Like the vagaries of nature, rivers too cannot be understood in isolation.
The Kosi River breached its eastern embankment at Kusaha in eastern Nepal on 18 August 2008, flooding the immediate plains of Nepal and northern Bihar. Satellite imagery showed a wide swathe of inundation, as the turbid waters moved southwards to join the Ganga. Even as the Indian and Nepali governments and engineers worked to force the river back to the course it had abandoned, the Barh Mukti Abhiyan of Bihar and Himal Southasian organised a meeting in Patna on 17 December to discuss the many aspects of the Kosi challenge.
Water experts, engineers, activists, policymakers, researchers and journalists from various parts of India and Nepal participated at the Patna meeting.
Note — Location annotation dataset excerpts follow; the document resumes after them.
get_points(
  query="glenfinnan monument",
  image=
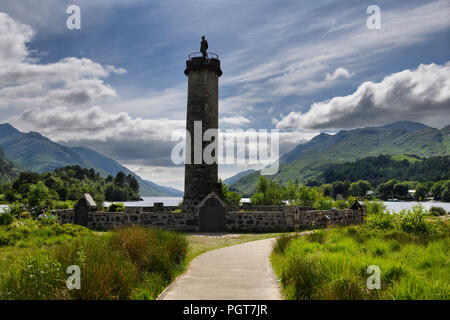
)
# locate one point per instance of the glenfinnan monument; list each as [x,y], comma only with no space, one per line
[203,71]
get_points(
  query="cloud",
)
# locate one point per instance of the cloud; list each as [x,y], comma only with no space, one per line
[118,135]
[422,95]
[24,83]
[297,68]
[338,73]
[235,121]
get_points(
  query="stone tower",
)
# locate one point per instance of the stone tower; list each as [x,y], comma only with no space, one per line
[200,178]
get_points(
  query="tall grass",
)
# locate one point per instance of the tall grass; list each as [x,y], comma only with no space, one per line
[411,251]
[127,263]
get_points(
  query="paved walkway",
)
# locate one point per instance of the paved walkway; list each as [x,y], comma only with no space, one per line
[239,272]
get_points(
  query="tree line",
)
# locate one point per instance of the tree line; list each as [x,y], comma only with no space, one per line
[52,189]
[380,169]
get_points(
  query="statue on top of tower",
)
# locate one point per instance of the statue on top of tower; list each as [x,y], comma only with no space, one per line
[204,47]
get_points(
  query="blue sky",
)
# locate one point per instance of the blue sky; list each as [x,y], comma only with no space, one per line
[285,64]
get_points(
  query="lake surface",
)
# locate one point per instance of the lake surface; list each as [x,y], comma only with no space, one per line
[174,201]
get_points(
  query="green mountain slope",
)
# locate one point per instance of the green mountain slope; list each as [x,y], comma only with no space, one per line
[231,180]
[305,162]
[7,171]
[380,169]
[36,153]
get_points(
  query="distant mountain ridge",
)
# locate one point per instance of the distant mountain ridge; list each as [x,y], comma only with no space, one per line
[36,153]
[306,161]
[7,171]
[231,180]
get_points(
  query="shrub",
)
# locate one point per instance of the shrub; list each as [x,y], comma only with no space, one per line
[385,220]
[116,207]
[413,222]
[437,211]
[317,236]
[6,218]
[37,277]
[323,204]
[152,251]
[282,242]
[303,276]
[340,204]
[375,207]
[15,209]
[68,204]
[105,273]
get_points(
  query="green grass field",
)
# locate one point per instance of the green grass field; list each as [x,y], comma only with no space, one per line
[332,264]
[129,263]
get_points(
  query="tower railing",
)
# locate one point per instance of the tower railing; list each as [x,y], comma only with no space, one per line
[211,55]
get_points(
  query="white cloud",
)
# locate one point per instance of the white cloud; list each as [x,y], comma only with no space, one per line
[235,121]
[338,73]
[24,83]
[422,95]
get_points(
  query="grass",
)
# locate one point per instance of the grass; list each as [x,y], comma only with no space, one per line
[128,263]
[412,252]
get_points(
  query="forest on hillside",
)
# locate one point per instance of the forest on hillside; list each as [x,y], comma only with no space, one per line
[383,168]
[52,189]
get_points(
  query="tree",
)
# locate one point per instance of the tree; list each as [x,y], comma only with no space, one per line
[119,180]
[386,190]
[341,187]
[231,198]
[38,197]
[421,192]
[134,185]
[360,188]
[400,190]
[268,192]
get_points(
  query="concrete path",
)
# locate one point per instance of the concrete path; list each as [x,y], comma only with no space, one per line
[239,272]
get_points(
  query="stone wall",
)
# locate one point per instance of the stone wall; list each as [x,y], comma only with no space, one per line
[254,218]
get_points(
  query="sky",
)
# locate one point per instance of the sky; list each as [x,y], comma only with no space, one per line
[303,67]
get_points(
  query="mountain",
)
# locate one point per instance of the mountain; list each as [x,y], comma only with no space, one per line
[305,162]
[382,168]
[34,152]
[108,166]
[7,171]
[231,180]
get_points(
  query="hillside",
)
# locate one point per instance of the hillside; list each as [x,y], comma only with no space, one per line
[7,171]
[36,153]
[380,169]
[231,180]
[305,162]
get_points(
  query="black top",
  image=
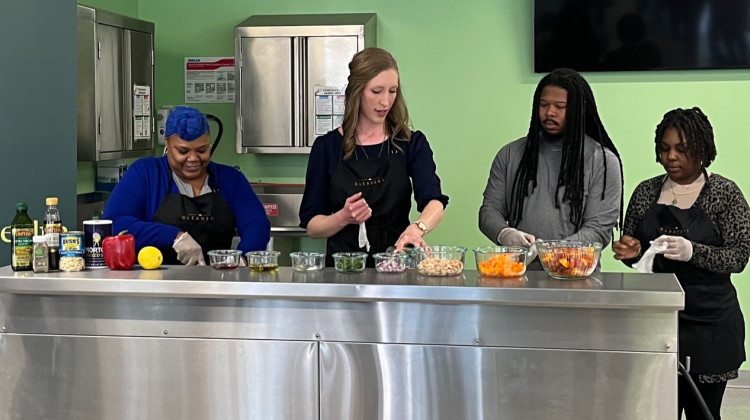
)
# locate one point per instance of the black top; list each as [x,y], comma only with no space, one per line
[326,154]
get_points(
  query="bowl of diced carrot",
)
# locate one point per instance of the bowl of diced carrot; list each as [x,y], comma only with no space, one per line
[501,261]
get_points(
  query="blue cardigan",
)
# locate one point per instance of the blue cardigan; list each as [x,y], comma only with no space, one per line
[139,194]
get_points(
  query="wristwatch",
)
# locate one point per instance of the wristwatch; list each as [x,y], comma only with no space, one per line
[423,227]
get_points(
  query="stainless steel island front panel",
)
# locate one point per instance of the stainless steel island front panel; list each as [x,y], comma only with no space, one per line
[102,378]
[386,346]
[399,382]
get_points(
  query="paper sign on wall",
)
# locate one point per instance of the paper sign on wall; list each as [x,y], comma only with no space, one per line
[141,112]
[329,108]
[209,79]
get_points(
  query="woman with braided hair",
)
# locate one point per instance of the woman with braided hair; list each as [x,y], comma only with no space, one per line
[563,180]
[700,224]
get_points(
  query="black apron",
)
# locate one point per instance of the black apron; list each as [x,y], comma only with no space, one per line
[385,185]
[711,327]
[207,218]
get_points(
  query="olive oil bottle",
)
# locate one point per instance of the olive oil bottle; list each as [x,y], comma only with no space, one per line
[22,240]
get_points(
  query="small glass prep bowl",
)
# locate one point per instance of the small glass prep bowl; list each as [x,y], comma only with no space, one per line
[349,261]
[439,260]
[263,260]
[501,261]
[568,259]
[390,262]
[224,258]
[307,261]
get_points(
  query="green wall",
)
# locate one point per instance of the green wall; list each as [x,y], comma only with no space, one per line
[466,72]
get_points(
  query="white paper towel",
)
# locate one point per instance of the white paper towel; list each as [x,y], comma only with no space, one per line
[363,241]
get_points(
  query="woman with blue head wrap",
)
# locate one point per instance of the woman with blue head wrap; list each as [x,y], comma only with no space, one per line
[183,203]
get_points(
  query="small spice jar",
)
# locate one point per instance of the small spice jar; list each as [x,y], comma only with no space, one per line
[40,261]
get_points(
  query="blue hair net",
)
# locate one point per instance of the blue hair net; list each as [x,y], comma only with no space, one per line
[188,123]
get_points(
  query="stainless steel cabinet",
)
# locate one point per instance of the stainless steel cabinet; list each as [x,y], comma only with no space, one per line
[283,62]
[115,86]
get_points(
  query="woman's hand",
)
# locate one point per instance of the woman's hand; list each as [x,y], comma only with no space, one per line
[411,235]
[626,248]
[355,210]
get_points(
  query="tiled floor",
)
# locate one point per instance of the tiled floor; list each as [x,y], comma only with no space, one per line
[736,404]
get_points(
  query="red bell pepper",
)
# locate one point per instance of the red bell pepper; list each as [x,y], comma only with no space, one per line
[119,251]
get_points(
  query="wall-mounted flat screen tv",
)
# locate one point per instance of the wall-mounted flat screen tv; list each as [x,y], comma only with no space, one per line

They focused on the impact of the breach as well as the viability of the given alternatives: keeping the Kosi confined within the existing embankments; building a high dam in Nepal, and other possible engineering solutions; and attempting to integrate the historical experience of living with the flood in the plains, and adjusting livelihoods and infrastructure to the annual inundation. Questions raised at the Patna meeting were threefold. First, is it politically feasible to try to convince the plains people to go back to living with the flood, and focusing on its advantages in terms of siltation and fertility? Second, are embankments truly a boon, as they are presented, or do they actually represent a quick fix that entraps society into a false sense of security, even as river beds rise? Third, is the proposed Kosi high dam in the Nepali interior, with its massive reservoir and attendant inundation of the valleys, the ideal solution that it is portrayed – and what would be the fallout of the siltation of the reservoir over the course of decades? Some of these ideas are expanded upon in the two articles included in this special report, written by roundtable participants Devashis Chatterjee and Kalyan Rudra.
When wrestling with such complex issues, much discussion will be required before we grasp for solutions. Keeping this in mind, the meeting was organised as a forum in which committed experts and activists could share their views, away from the glare of the media spotlight and far from the deterministic positions of the state establishments of both India and Nepal.